Глава 34

Мэддокс

Мила вернулась к своей обычной жизнерадостности так, что это лишь подтвердило невероятную стойкость детей… её стойкость. Всю неделю она не замолкала, бесконечно рассказывая о своих чёртовых пряничных историях в школе, пока я не начал видеть их даже во сне. За всё это время у неё был всего один кошмар. Её крики через радионяню буквально выбросили меня из кровати — я бросился в её комнату, поднял на руки и отнёс обратно к нам, устроив её между МакКенной и мной. Мы оба всю ночь смотрели, как она спит.

И каждый раз, когда МаК смотрела на Милу, в её глазах появлялась такая нежность, что у меня перехватывало дыхание. Если бы обе мои девочки не смотрели на меня точно так же — с любовью и восхищением, — я, наверное, даже почувствовал бы себя лишним. Но вместо этого мне казалось, что я снова обрёл часть своей души, которая долгие годы блуждала где-то в пустоте.

Спустя чуть больше недели после худшего дня в моей жизни мама и отец устроили на ранчо вечеринку для Сэди, которую наконец выписали из больницы. Она передвигалась на костылях с шиной на ноге, но была чертовски решительно настроена восстановить подвижность.
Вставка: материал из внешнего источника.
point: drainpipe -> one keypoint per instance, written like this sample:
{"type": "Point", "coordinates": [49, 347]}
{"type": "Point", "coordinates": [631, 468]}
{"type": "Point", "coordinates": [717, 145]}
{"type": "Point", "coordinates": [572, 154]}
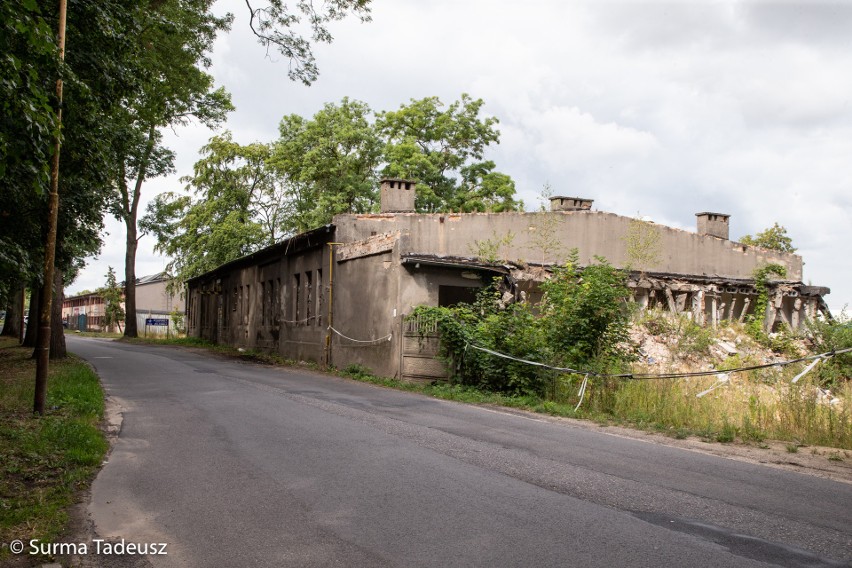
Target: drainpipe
{"type": "Point", "coordinates": [330, 302]}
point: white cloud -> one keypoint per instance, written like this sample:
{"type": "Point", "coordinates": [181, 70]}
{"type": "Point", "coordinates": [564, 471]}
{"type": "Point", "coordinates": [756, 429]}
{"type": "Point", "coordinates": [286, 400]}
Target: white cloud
{"type": "Point", "coordinates": [663, 108]}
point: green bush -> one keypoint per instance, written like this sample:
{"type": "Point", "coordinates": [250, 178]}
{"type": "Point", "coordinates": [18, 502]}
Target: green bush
{"type": "Point", "coordinates": [581, 322]}
{"type": "Point", "coordinates": [830, 336]}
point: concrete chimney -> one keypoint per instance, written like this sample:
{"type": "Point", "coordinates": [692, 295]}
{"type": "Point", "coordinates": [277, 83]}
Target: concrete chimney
{"type": "Point", "coordinates": [713, 224]}
{"type": "Point", "coordinates": [397, 195]}
{"type": "Point", "coordinates": [560, 203]}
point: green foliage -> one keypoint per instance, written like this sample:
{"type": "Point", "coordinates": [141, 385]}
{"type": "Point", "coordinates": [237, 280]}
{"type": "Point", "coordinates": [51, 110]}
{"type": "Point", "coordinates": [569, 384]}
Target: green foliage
{"type": "Point", "coordinates": [581, 323]}
{"type": "Point", "coordinates": [235, 211]}
{"type": "Point", "coordinates": [244, 197]}
{"type": "Point", "coordinates": [585, 314]}
{"type": "Point", "coordinates": [491, 250]}
{"type": "Point", "coordinates": [833, 335]}
{"type": "Point", "coordinates": [773, 238]}
{"type": "Point", "coordinates": [112, 295]}
{"type": "Point", "coordinates": [444, 151]}
{"type": "Point", "coordinates": [692, 339]}
{"type": "Point", "coordinates": [273, 22]}
{"type": "Point", "coordinates": [544, 235]}
{"type": "Point", "coordinates": [45, 461]}
{"type": "Point", "coordinates": [642, 245]}
{"type": "Point", "coordinates": [178, 320]}
{"type": "Point", "coordinates": [754, 322]}
{"type": "Point", "coordinates": [328, 164]}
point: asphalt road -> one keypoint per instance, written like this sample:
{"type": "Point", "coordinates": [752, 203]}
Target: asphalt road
{"type": "Point", "coordinates": [236, 464]}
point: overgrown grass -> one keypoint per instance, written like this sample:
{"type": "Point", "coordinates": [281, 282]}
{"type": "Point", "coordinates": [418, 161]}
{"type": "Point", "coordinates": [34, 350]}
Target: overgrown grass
{"type": "Point", "coordinates": [747, 409]}
{"type": "Point", "coordinates": [45, 460]}
{"type": "Point", "coordinates": [755, 406]}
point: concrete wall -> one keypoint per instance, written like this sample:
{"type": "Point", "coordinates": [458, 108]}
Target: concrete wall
{"type": "Point", "coordinates": [591, 232]}
{"type": "Point", "coordinates": [277, 299]}
{"type": "Point", "coordinates": [276, 306]}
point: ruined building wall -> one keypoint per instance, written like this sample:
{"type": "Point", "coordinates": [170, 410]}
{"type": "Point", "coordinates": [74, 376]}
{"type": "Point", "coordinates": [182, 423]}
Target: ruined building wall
{"type": "Point", "coordinates": [591, 232]}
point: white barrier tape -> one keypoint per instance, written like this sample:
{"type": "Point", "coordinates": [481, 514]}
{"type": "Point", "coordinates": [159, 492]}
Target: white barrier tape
{"type": "Point", "coordinates": [388, 337]}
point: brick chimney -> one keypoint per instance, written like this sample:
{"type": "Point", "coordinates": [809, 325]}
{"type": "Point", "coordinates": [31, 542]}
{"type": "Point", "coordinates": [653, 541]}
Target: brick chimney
{"type": "Point", "coordinates": [397, 195]}
{"type": "Point", "coordinates": [713, 224]}
{"type": "Point", "coordinates": [560, 203]}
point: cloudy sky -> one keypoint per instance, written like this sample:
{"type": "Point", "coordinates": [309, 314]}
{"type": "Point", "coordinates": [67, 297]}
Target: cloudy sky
{"type": "Point", "coordinates": [663, 109]}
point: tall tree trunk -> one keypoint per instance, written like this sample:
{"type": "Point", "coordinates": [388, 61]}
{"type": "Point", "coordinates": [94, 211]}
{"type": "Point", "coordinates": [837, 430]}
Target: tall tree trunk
{"type": "Point", "coordinates": [12, 326]}
{"type": "Point", "coordinates": [57, 335]}
{"type": "Point", "coordinates": [31, 334]}
{"type": "Point", "coordinates": [130, 280]}
{"type": "Point", "coordinates": [130, 211]}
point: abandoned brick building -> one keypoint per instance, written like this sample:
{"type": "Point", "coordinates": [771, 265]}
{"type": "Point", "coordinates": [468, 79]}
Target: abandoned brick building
{"type": "Point", "coordinates": [339, 294]}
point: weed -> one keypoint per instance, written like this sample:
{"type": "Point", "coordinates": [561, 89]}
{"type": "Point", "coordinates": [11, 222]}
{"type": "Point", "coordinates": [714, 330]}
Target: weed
{"type": "Point", "coordinates": [728, 433]}
{"type": "Point", "coordinates": [45, 459]}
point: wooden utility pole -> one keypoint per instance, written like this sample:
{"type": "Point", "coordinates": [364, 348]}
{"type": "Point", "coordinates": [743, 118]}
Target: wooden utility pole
{"type": "Point", "coordinates": [43, 345]}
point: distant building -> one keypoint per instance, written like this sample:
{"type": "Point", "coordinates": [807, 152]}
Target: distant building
{"type": "Point", "coordinates": [339, 294]}
{"type": "Point", "coordinates": [84, 312]}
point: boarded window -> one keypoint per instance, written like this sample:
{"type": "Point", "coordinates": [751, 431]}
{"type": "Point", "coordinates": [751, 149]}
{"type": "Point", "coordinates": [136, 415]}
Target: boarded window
{"type": "Point", "coordinates": [452, 295]}
{"type": "Point", "coordinates": [297, 288]}
{"type": "Point", "coordinates": [247, 305]}
{"type": "Point", "coordinates": [309, 297]}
Формально праздник был в её честь, но на самом деле… мы все отмечали тот день, когда спасли друг друга.

На ранчо собралась целая толпа родственников и местных жителей. Было шумно, весело, почти хаотично, но в самом лучшем смысле этого слова. Мила наслаждалась вниманием, носилась среди гостей, которых встречали как местную героиню. А вот Мак немного отстранилась — и это напомнило мне её первую вечеринку у нас на ранчо, когда шум и суета заставили её спрятаться на веранде.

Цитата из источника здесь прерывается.